Correio Braziliense
postado em 24/03/2020 04:06
“Seja uma mulher que levanta outras mulheres” transformou-se em um ditado popular de sororidade na luta pelos direitos e conquista de espaços de atuação da mulher. No Distrito Federal, dois grupos, compostos só por mulheres, usam a arte como ferramenta de representatividade, de intervenção e de protagonismo feminino no cenário cultural.
Tamatatíua Freire, mais conhecida com Jamelinha da Mangueira, é historiadora, professora, e diretora artística do projeto Bumba Maria Meu Boi. Filha do mestre Teodoro, Tamá cresceu em uma espécie de colônia cultural do Maranhão, instituída em Sobradinho, e aprendeu desde cedo a preservar e dar continuidade à tradição trazida pela família. “Comecei no boi brincando de índia, depois fui para o cordão tocar matraca e maracá. Depois, comecei a compor toadas e, atualmente, estou na função de cantar”.
O projeto desenvolvido sob direção da historiadora faz parte do Circuito Candango de Culturas Populares, com produção da Rosas dos Ventos, e visa apresentar um bumba meu boi constituído só de mulheres. “O nome Bumba Maria Meu Boi surgiu inspirado no meu trabalho da especialização na UnB: “Entre linhas, matracas e ladainhas — As Marias do Boi de Teodoro”, onde eu dei visibilidade àquelas mulheres da cultura popular em Sobradinho”, explica.
Junto à Associação de Mulheres de Sobradinho, o projeto conta com oficinas de música, dança, teatro e percussão, que são realizados durante oito meses, culminando na apresentação do Auto do Boi e o centenário do Mestre Teodoro, em setembro e novembro, respectivamente. A saída do Boi maranhense é cheia de música, teatro, dança, batuque e cantos típicos. “A proposta é formar um grupo com 20 mulheres de todas as idades para compor o Bumba Maria Meu Boi. Estamos fazendo rodas de socialização e troca de vivências. Muitas delas são do Maranhão e já brincaram na infância, o que nos alegrou bastante”, conta a historiadora cultural.
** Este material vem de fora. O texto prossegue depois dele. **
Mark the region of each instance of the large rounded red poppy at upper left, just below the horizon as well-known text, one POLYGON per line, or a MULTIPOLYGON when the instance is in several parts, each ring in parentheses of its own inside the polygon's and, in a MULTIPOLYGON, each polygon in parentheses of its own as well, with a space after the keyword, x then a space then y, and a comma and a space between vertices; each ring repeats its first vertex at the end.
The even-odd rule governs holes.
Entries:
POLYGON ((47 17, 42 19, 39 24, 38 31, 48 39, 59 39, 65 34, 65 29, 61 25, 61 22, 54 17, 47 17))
No início do processo as componentes do grupo conheceram os instrumentos musicais, e agora entraram na fase de aprendizado da brincadeira, para que possam escolher em qual papel querem atuar. O próximo passo é construir com as participantes algumas peças do figurino. Sobre a importância do incentivo à participação feminina em atividades de culturas populares a professora tem uma visão bem clara: “As mulheres são muito guerreiras em todos os sentidos. Entretanto, esse protagonismo não aparece porque vivemos numa sociedade ainda muito machista, em pleno século 21. Levá-las a esses espaços da cultura é muito importante para a valorização dessas mulheres”, reflete Tamá.
Samba das sete
Kika Ribeiro, cantora e compositora brasiliense, empresta os vocais e compõe o grupo Samba das Sete Mulheres, outro movimento de muito protagonismo e força feminina com expressão cultural. A proposta agrega dois elementos arraigados na cultura brasileira: samba e culinária, e surgiu do sonho da mãe de santo, Jacilene Monte, também psicanalista e terapeuta. “O projeto traz como fundamento a celebração à ancestralidade afro brasileira, assim como, o empoderamento da mulher negra na cultura afro e no samba”, explica a cantora.
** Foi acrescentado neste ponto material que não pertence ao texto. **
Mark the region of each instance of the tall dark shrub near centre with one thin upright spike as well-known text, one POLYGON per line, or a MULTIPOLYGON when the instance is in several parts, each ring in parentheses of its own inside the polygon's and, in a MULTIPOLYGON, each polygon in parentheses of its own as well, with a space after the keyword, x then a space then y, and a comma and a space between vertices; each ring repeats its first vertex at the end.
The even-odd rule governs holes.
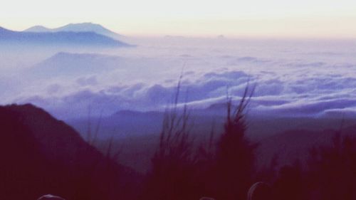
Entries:
POLYGON ((199 199, 197 194, 193 140, 189 137, 187 105, 179 110, 179 90, 172 107, 164 112, 159 147, 152 158, 152 170, 147 174, 142 199, 199 199))

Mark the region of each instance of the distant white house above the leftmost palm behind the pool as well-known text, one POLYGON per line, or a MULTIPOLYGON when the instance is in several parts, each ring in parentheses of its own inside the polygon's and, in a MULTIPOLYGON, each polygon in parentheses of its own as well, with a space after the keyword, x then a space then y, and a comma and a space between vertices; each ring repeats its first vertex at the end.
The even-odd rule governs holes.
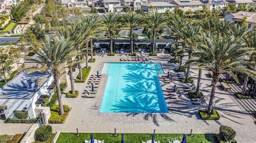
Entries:
POLYGON ((93 0, 92 8, 98 10, 99 13, 120 12, 124 6, 121 5, 119 0, 93 0))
Dando ênfase no caráter multidisciplinar do projeto, a equipe de trabalho é formada por profissionais diversificadas: Kika Ribeiro atua como intérprete, compositora e cantora; Débora Monte, nutricionista e acadêmica no curso de gastronomia; Cláudia Rodrigues, contadora e responsável pela administração do projeto; Keila Rocha, pedagoga e escritora; assessoria técnica da especialista em projetos Karita Pereira da Silva.
A criação e a ocupação de espaços para se pensar o protagonismo da população negra brasileira, com destaque às mulheres, também são um dos objetivos do projeto: “Num país cuja estrutura social e histórica são pautadas pelo racismo e extermínio da população negra, essa população criou formas de existir e resistir. O samba é uma das nossas resistências e a culinária um legado que brancos e negros apreciam sem distinção”, reflete Kika Ribeiro.